Немец погладил свой сапог и стал повязывать поверх него утеплительную меховую повязку. Казалось, он не понял некоторых словечек, но вдруг довольно громко проворчал:
– Сандалий у меня нет, Петруха. Но вот когда-нибудь я тебя так «засапогарю» под зад, что смеху будет… Или правильнее сказать «запердолю»?
– Нет, – трясясь от смеха, возразил Василий. – Это уже из польского, полиглот ты наш!
Минут через пять вся процессия, сгибаясь под тяжестью трупов, покинула пещеру. Снаружи действительно дело близилось к рассвету, на небе виднелись лишь две луны. Впрочем, они все равно давали ненужное освещение. Благо еще, что легкие перистые облака несколько затемняли густые тени на горных склонах. Преодолели первый уступ, затем второй, и только там Василий передал свою ношу на плечи присевшей под тяжестью Сильвы.

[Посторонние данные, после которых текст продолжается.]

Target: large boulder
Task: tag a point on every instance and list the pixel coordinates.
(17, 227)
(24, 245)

Затем, чтобы не терзаться неведомо откуда появившимися угрызениями совести, он поспешил, не оборачиваясь, вниз. И успел как раз вовремя: хозяин пещеры появился в «гостиной» и с некоторой настороженностью рассматривал одиноко сидящую за столом женщину. Та обернулась на вошедшего товарища и пожала плечами:
– Предложила ему перекусить, а он встал там и замер. Может, что-то не так?
Василий накинул стопор на плиту и деловито протопал к месту завтрака. Следовало и самому подкрепиться, раз каши хватило, да еще и чуток останется. Но не сел сразу на скамью, а высокопарно воскликнул:
– Наше божество заставило нас встать пораньше и заняться делами насущными, а тебя приказало накормить силой, если ты слаб или болен.
Подействовало. Отшельник обозначил приветственный поклон и покорно уселся за стол. Тотчас перед ним оказалась наполненная Даной миска с аппетитно пахнущей кашей. Но прежде чем есть, хозяин пещеры все равно спросил:
– А куда все остальные ваши воины подевались?
– Наше божество мне послало этой ночью сон, где рассказало, как и где нам добыть мяса для нашего стола на ближайшую неделю.
– Его можно купить возле ворот в начале тракта…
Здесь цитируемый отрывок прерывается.